Süreyya Faruki’yi (Suraiya Faroqhi) ilk defa 1971 yılı sonunda Ortadoğu Teknik Üniversitesi’nde tanıdım. Hint Müslümanı bir hekim baba ile Alman bir annenin çocuğudur. Almanya’da tahsilde öğrendiği Türkçeyi kusursuz konuşuyordu. Genellikle Türkologlar dünyasının üyeleri Türk dilini pek rahat konuşamaz ve hiç yazamazlar. Sebebi de gazete, roman, televizyon gibi araçlarla pek ilgilenmemeleridir. İyi yazmak ve konuşmak mazideki Türkologlara mahsustur. Sanıyorum serbestçe konferans verebilenler tabii ki herkesin hocası Andreas Tietze, Gyorgy Hazai gibi eskilerin dışında bizim kuşaktan Hamid Algar, Süreyya Faruki, Christophe Neumann ve Alan Duban’dir.
Faruki Almanya’da, Hamburg’da Türkoloji ve İslam tarihi okumuş, doktorasını ünlü Bertolt Spuler’in yanında yapmıştı. Türkçe hocası o sıralar orada bulunan Mustafa Canpolat’tır. Kendi ifadesiyle Osmanlı tarihi, özellikle toprak rejimi üzerinde derinleşmek istediğinde; Bertolt Spuler’in sonsuz iddiaları ötesinde çok sathi bir bilgisi olduğunu görmüş. Spuler Almanya’da Ortadoğu Hıristiyan kiliseleri üzerindeki tetkikleriyle bilinir. Kendisi Katolik ve muhafazakardır, çok dil bilir ve daha çok Moğollar üzerinde klasikleşen ünlü eseriyle şöhret yapmıştır. Ama Osmanlı tarihi bilgisi gerçekten delik deşikti.
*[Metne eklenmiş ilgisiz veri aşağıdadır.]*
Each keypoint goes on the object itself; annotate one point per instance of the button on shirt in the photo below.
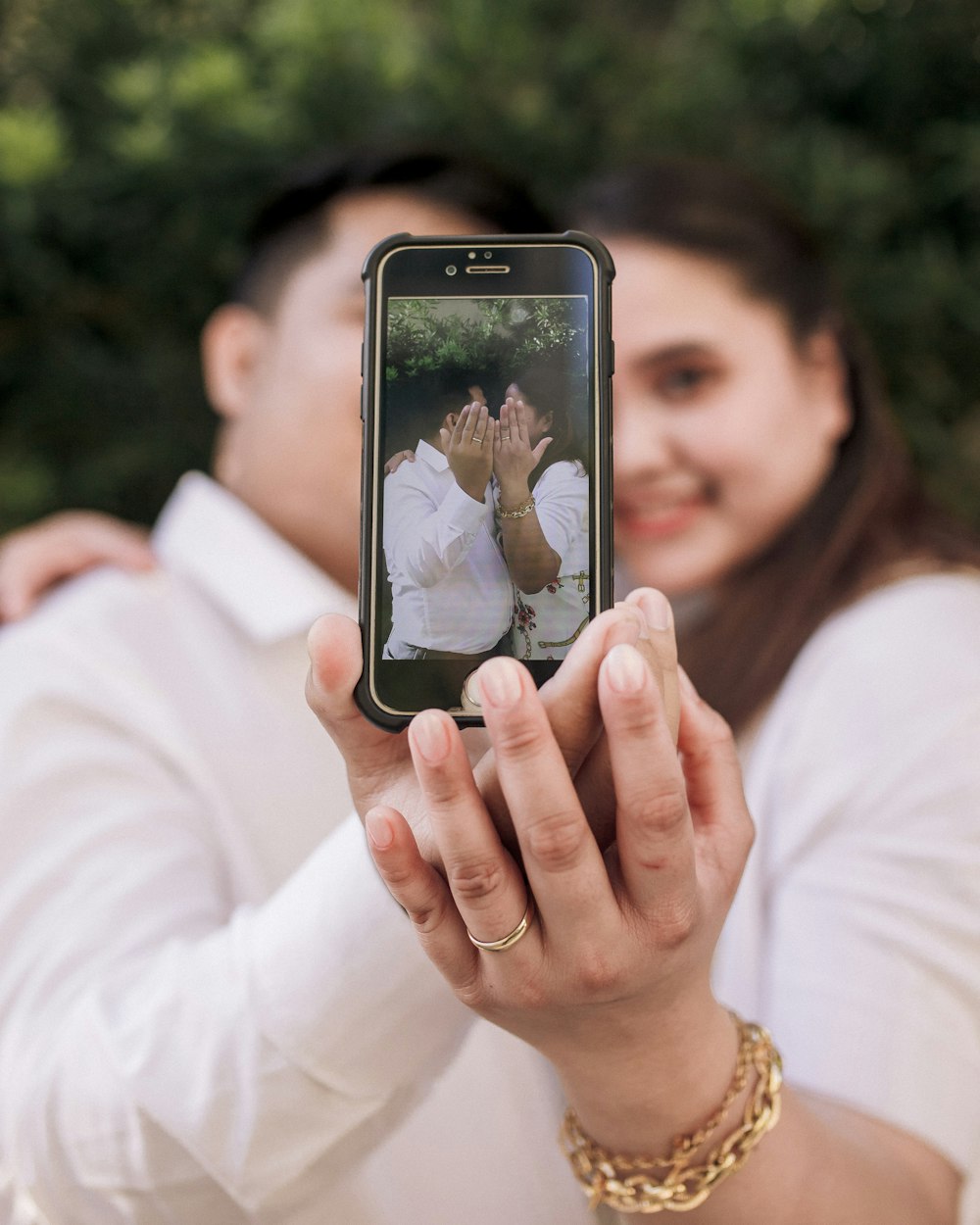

Süreyya hanım haklı olarak usta bir doktora hocası seçmek için İstanbul’a doğru yol aldı. Ünlü tarihçimiz Ömer Lütfi Barkan’ın kapısını çaldı ve ikinci doktorasını onunla yapmaya başladı. Türkçesi mükemmele ulaşmıştı. O sırada Türkiye’de, Ortadoğu Teknik Üniversitesi’nde ders veren Amerikan asıllı Leyla Erder ve Süreyya Faruki’yi, Osmanlıcayı Türk akademisyen akranlarından daha iyi kullanan zengin Türkçeli iki Türkolog olarak tanırım.
Doktorasını tamamladıktan sonra Süreyya hanım, Ortadoğu Teknik Üniversitesi’nde ders vermeye başladı. Gerek bu üniversite, gerekse Ankara’daki sosyal bilimciler çevresinde iktisadi tarihe meraklı geniş bir talebe ve öğretim üyesi kitlesi vardı. Hepsi Süreyya hanımı ziyaret eder, saatlerce soru sorarlardı. Ama doğrusu Osmanlıcayı öğrenmeye çalışan genç pek göremedim. Bizim tarihçiliğimiz filolojik düzeye ulaşamamıştır.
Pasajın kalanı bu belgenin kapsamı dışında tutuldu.